You own a gradient-boosted probability-of-default model used in a digital lending flow to price unsecured personal loans and trigger manual review for applications with predicted default risk above 8%. The model was trained on two years of historical application and repayment data and approved for production after strong holdout performance. Three months after launch, finance partners report that booked loans are defaulting more often than forecast, especially in newer applicant segments, even though the model's ranking metrics still look acceptable. You are asked how you would validate whether the model is still reliable enough for underwriting and pricing decisions.

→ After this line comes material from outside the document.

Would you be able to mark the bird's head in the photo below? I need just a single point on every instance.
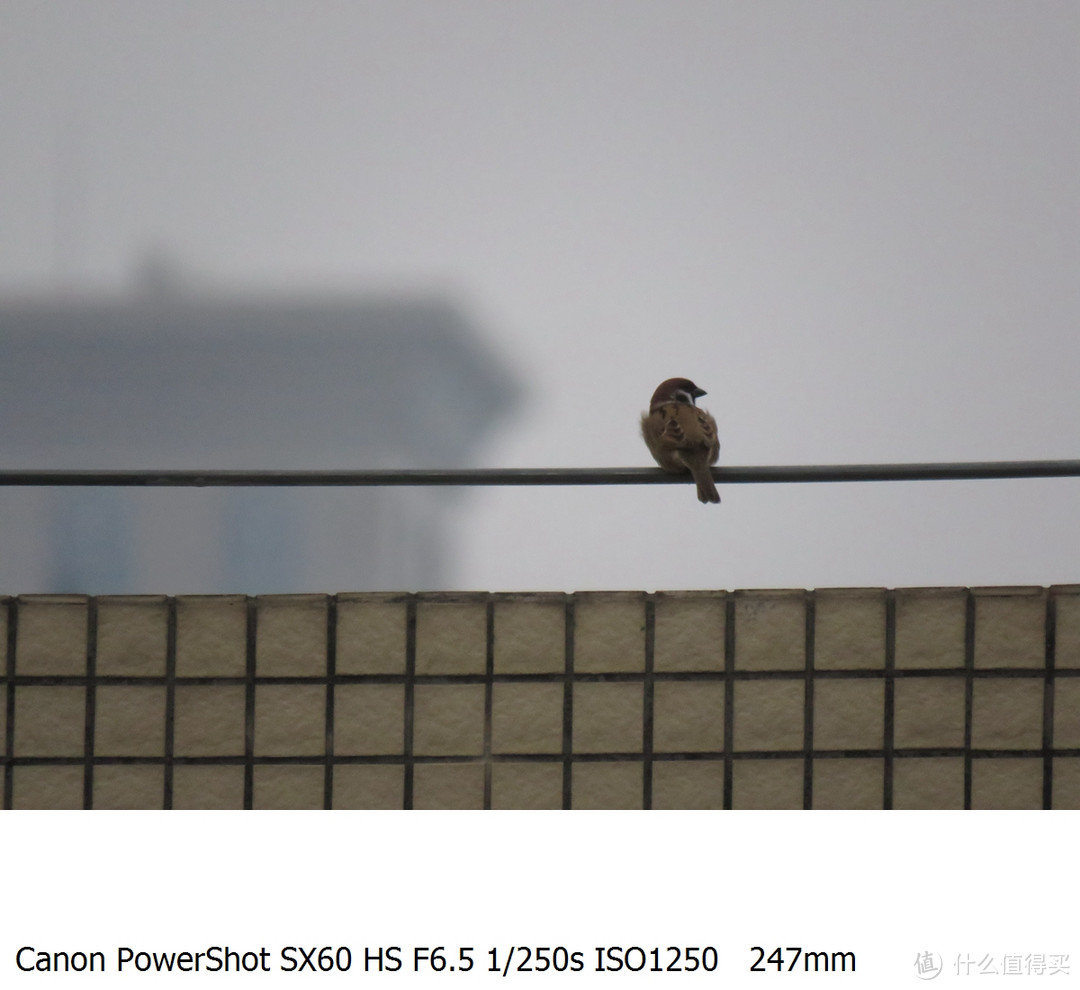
(676, 390)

| Metric | Offline Validation | Last 90 Days Production |
|---|---|---|
| AUC-ROC | 0.81 | 0.79 |
| Log Loss | 0.41 | 0.49 |
| Brier Score | 0.118 | 0.156 |
| MAE (predicted PD vs observed default rate by decile) | 1.9 pp | 4.8 pp |
| RMSE (predicted PD vs observed default rate by decile) | 2.6 pp | 6.7 pp |
| Avg predicted default rate | 6.2% | 6.5% |
| Actual default rate | 6.4% | 9.1% |
| Approval rate | 58% | 61% |
How would you validate this model end to end given these results, and what would you recommend changing before relying on it for ongoing lending decisions?